Fırsatçı yatırım firmaları, gazete yutma yarışında
Yazılı basındaki kriz ortamı ABD’de ucuzca yatırım firmalarını harekete geçirdi. “Medyanın köpek balıkları” diye de adlandırılan bu fırsatçı firmalar, medya kuruluşlarını değerinin çok altında kapmanın peşindeler. Gannett grubunu alma yarışında önde olan Alden grubunun Digital First Media firması, milli bir ormanlık parkı ele geçirmek isteyen kurnaz kereste tüccarına da benzetiliyor.
Yeni parola; Mobil’i Kazan
Amerika’nın en yüksek tirajlı gazetesi The Wall Street Journal, mobil’e öncelik verecek.
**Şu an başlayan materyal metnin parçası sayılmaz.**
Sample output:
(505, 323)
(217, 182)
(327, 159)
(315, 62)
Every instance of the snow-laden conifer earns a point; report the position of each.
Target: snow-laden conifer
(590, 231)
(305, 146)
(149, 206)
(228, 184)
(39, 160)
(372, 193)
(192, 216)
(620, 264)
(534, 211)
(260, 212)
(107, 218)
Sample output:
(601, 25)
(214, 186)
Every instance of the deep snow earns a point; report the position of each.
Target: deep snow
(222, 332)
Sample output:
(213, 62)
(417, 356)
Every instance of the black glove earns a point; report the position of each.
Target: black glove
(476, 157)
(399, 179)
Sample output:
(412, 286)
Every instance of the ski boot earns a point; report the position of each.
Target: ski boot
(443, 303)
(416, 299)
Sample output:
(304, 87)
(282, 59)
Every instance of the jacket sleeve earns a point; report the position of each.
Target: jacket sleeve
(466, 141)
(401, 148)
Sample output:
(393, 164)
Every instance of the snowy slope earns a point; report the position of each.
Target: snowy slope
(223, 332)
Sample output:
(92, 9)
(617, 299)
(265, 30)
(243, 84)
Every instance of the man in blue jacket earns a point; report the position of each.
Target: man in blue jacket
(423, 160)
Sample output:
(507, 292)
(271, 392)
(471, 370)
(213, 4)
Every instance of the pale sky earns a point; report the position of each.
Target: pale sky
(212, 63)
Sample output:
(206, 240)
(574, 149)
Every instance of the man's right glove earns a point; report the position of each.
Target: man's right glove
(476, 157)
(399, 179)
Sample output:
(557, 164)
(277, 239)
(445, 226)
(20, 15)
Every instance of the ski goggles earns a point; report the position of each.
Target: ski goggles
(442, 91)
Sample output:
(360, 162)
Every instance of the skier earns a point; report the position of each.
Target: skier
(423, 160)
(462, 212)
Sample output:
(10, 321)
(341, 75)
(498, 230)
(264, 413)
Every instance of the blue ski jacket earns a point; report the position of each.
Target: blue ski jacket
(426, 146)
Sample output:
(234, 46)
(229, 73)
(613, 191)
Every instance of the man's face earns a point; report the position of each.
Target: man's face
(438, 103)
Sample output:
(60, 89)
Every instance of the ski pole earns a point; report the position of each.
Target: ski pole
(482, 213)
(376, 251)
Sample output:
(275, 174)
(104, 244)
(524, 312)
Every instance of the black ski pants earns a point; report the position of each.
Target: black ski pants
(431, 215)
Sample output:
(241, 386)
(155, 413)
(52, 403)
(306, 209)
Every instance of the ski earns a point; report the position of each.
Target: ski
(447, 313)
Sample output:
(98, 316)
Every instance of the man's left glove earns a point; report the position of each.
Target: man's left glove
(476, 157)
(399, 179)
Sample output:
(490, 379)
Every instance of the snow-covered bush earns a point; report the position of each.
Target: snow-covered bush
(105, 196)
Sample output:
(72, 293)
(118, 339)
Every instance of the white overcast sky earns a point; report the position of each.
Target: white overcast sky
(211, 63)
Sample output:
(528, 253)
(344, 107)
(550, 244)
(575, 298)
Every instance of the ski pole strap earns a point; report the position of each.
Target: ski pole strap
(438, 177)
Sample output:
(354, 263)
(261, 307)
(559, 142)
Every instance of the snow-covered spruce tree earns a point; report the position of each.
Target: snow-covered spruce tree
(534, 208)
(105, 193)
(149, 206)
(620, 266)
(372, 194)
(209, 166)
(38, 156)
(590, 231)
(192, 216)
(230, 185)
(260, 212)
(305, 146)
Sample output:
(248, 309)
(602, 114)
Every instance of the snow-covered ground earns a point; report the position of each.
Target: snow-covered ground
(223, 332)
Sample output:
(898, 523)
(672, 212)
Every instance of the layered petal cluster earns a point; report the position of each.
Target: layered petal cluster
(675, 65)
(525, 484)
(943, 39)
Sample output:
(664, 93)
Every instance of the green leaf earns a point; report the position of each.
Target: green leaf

Basılı gazete yanında dijital yayıncılıkta çok başarılı olan grup, dijital abonelerini çoğaltmıştı. Geçtiğimiz
Haziran ayında iş başına gelen yeni genel yayın yönetmeni Matt Murray’a göre, haber ve görsel içeriklerin, akıllı telefonların küçük ekranlarına adapte edilebilmesi gerekiyor. Bunun için de, yazı işlerinde zihniyet değişikliği şart. Bu çerçevede, gazetenin küresel çapta 60 ofisi ile 1250 yazı işleri görevlisinin “Önce Mobil” felsefesine adapte olmasına çalışılıyor.
Murray, bugünün gazeteciliğini, 1916’daki, sessiz ve renksiz sinemacılara benzetiyor; daha çok yol katedilmesi gerektiğini, basılı gazetelere sahip çıkılırken yeni iş planlarıyla mobil telefonlardan yararlanarak dar boğazdan çıkabileceğini belirtiyor.